O segundo ponto envolve a acalorada discussão acerca da custosa manutenção dessas grandes estruturas urbanas. As propostas de privatização da gestão desses espaços tornou-se uma das saídas mais acalentadas, muito em razão da dita falência do atual modelo baseado na administração exclusiva do poder público. Esta visão se inspira nos trusts, foundations ou mesmo nos friends groups norte-americanos e britânicos, organizações privadas sem fins lucrativos, que levantam recursos para aplicar na gestão de vários espaços públicos nesses países. Saída que também nasceu de um momento de crise financeira, diga-se de passagem, e o caso da recuperação do Central Park de Nova York é o exemplo mais emblemático, contribuiu para alavancar a ressurreição daquela cidade nos anos 1990.
De fato, constituem-se num tipo de parceria público-privada que atrai riscos para ambos os lados; no Brasil, entretanto, dado a licenciosa informalidade entre os domínios público e privado, as incertezas aumentam perigosamente, sobretudo para os usuários mais frágeis economicamente: os tipos de comércio interno, as atividades que se desenvolvem e até mesmo a cobrança para se usar um banheiro podem afastar usuários.
Raros municípios brasileiros possuem um sistema de parques tão complexo como o de Curitiba e isso é um privilégio.
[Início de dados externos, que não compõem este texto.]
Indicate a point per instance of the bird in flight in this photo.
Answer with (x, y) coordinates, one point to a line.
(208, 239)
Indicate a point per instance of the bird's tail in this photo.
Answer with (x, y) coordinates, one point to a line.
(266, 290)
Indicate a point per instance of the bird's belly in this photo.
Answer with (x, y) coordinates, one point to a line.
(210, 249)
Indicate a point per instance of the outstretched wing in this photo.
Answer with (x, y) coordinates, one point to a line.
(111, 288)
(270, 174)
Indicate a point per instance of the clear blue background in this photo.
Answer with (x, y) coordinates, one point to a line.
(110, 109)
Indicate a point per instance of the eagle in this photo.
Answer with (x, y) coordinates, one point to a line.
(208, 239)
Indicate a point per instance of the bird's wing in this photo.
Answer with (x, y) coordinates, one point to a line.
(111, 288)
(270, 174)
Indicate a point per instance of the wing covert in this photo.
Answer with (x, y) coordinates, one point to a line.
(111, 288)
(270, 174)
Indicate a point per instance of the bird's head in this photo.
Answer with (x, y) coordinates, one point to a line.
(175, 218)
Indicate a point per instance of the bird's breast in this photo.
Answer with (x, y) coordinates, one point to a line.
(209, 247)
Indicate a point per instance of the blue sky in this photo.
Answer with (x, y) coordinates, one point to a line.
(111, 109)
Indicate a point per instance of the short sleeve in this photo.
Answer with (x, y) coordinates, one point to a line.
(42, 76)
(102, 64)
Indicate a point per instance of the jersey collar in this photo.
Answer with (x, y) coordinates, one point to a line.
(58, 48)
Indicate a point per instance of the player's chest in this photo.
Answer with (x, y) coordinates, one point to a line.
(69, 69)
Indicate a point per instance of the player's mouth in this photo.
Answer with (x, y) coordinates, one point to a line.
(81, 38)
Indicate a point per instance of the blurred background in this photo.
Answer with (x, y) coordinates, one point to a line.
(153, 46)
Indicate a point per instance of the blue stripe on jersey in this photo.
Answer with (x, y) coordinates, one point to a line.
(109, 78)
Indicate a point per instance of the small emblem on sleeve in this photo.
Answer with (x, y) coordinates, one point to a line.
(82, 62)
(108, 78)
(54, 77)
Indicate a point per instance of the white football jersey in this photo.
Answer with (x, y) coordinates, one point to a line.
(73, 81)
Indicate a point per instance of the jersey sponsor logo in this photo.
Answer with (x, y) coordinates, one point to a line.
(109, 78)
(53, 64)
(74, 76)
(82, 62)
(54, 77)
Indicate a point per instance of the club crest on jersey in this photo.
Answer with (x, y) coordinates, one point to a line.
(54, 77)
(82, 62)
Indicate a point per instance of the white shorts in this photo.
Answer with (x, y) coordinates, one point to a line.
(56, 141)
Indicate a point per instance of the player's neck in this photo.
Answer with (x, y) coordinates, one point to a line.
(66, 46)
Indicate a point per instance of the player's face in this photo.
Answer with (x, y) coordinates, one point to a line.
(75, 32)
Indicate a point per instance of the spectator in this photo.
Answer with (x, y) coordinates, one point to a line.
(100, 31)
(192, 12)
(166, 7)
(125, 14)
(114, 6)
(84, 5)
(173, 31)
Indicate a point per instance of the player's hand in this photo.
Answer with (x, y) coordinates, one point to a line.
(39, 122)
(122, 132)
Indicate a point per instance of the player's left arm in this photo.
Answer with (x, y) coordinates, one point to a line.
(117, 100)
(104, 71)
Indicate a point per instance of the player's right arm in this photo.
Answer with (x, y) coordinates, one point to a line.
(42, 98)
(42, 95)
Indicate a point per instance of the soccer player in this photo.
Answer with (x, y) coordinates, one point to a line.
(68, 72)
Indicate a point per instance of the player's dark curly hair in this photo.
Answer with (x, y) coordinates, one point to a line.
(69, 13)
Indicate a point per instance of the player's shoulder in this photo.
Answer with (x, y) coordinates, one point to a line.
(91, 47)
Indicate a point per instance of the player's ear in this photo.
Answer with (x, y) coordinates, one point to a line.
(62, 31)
Na verdade, muitos pesquisadores consideram o exemplo curitibano como um sucesso a ser seguido, dada a sua conexão com outras questões igualmente importantes, como drenagem urbana e preservação ambiental. Parques e bosques correspondem a mais de 3% do território municipal e são o segundo tipo de espaço público mais presente na capital. Contudo, estudos apontam que existe uma clara correlação entre renda familiar e a distribuição desses espaços pelo município, que inverte as necessidades. O desafio, portanto, é romper com sua concentração espacial e tornar esse sistema mais democratizado.
Por outro lado, as campanhas municipais deste ano revelaram que os candidatos a prefeito Brasil afora reconhecem a importância desse equipamento público, pois várias promessas foram lançadas para a implantação de parques urbanos. Entretanto, esses compromissos já estão definidos, já que muitos planos diretores determinam, há anos, se não décadas, que os fundos de vale sejam destinados aos parques urbanos, embora muito pouco se tem feito para que se cumpra essa determinação legal. Os benefícios são evidentes e Curitiba mostra isso muito bem, tornando-os tão plenos de vida.